When I looked with others at the economic impact of a pandemic more than 10 years ago, what surprised me was how important social consumption was. It makes up about a third of total consumption, so postponing social consumption will reduce GDP by the same order of magnitude as the lost output in March and April. This is why the OECD expects consumption to fall this year by a similar amount in Sweden, which did not have a lockdown, as Denmark, which did.

If most people will stay at home voluntarily, why impose a lockdown? There are three important reasons. First, governments should have been able to see a pandemic coming before most people, and in a pandemic acting quickly is vital if you want to reduce the number of fatalities. Second, while the majority of people will stay at home voluntarily, there will always be a minority who will take greater risks. This factor is particularly relevant in the current pandemic because the young are much less vulnerable than the old, yet the young interact with the old so their risky behaviour is dangerous for others. Third, businesses and workers need financial support during the pandemic to avoid longer-term disruption.

Seeing the fall in output as being a consequence of the pandemic rather than the lockdown is vital in the situation we now face in the UK. The idea that the economy would largely recover if the government lifted restrictions – allowing shops, pubs and restaurants to open and ordering schools to go back – is far from obvious. With more people dying of Covid-19 in hospital in recent days than when we went into lockdown, it seems very unlikely that most people will rush to resume their social consumption. If we ended the restrictions tomorrow, it is likely that many pubs and most restaurants would be only half full or worse. These businesses would lose money as a result, and many companies and jobs would be lost.

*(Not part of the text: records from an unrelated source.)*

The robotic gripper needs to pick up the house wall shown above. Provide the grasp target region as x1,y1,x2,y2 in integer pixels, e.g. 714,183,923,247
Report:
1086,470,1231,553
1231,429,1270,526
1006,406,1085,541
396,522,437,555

Ending lockdown too soon could be a big mistake. We can only be confident of getting anything like a complete recovery if the overwhelming majority of people feel confident about resuming their social consumption. In that sense there is no trade-off between health and the economy. The quickest way to get the economy going again is to get new infection numbers right down, and have an efficient test, trace and isolate (TTI) infrastructure that can deal with any local infection flare-ups.

As it is, the government has been too enthusiastic in dismantling the lockdown bit by bit. Many Conservative MPs seem to want to go further. Last week the Cambridge/PHE joint modelling team estimated that there were about 17,000 new infections every day, and R (the number of people the average infected person passes the virus on to) was between 0.9 and 1.0 in most areas. The closer R is to 1, the longer it will take to get new infections and deaths down to the kind of level where most people feel happy to resume social consumption. To put it simply, every relaxation in the lockdown that also raises R delays our complete economic recovery.

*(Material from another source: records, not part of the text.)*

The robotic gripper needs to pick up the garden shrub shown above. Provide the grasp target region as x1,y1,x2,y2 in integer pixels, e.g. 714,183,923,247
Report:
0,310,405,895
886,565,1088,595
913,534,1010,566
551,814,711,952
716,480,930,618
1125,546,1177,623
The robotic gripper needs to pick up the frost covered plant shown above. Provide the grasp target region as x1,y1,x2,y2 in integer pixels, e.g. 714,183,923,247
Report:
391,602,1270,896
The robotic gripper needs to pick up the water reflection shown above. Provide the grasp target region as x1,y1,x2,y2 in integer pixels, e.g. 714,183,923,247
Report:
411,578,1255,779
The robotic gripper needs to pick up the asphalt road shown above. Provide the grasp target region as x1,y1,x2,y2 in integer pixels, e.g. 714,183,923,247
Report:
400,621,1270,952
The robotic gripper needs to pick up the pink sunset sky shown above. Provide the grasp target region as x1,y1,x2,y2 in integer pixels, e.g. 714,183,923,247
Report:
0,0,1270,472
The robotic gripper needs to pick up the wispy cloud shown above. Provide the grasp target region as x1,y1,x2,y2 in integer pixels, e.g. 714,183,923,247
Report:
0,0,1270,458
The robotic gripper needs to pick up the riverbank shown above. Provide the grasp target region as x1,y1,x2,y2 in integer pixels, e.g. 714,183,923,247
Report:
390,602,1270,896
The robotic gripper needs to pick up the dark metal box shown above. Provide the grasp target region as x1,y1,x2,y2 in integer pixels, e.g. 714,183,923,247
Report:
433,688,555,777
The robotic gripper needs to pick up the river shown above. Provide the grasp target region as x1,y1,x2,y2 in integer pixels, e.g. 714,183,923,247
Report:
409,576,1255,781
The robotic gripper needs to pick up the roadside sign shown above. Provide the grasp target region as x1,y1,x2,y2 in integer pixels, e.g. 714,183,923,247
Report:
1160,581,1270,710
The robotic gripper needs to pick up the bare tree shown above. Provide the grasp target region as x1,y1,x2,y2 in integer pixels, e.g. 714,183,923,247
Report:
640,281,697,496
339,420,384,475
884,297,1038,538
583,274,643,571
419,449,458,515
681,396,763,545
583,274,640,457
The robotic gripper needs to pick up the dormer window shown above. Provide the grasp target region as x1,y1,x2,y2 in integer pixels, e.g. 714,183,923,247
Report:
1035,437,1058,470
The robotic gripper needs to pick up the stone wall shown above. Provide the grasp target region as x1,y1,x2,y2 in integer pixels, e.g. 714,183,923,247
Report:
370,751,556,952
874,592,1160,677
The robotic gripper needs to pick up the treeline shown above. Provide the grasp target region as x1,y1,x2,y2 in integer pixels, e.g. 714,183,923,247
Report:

There is endless debate about whether the economic recovery from the pandemic will be V-shaped, or follow a different pattern. This depends crucially on government policy. In countries such as New Zealand or South Korea, where governments either locked down very fast and hard, or where they have an effective TTI regime, the domestic recovery will come closest to being V-shaped. In countries such as the US and UK, where governments went into lockdown too late and are lifting restrictions too early, the recession will be deeper and more prolonged.

A deeper and longer recession together with a slow recovery would leave some lasting scars on the economy, as more businesses go bust and unemployment rises. That scarring would in turn mean that, when the recovery ends, output may not return to pre-pandemic levels. If we continue to put ending the lockdown above bringing infection levels down, that grim outcome becomes more likely.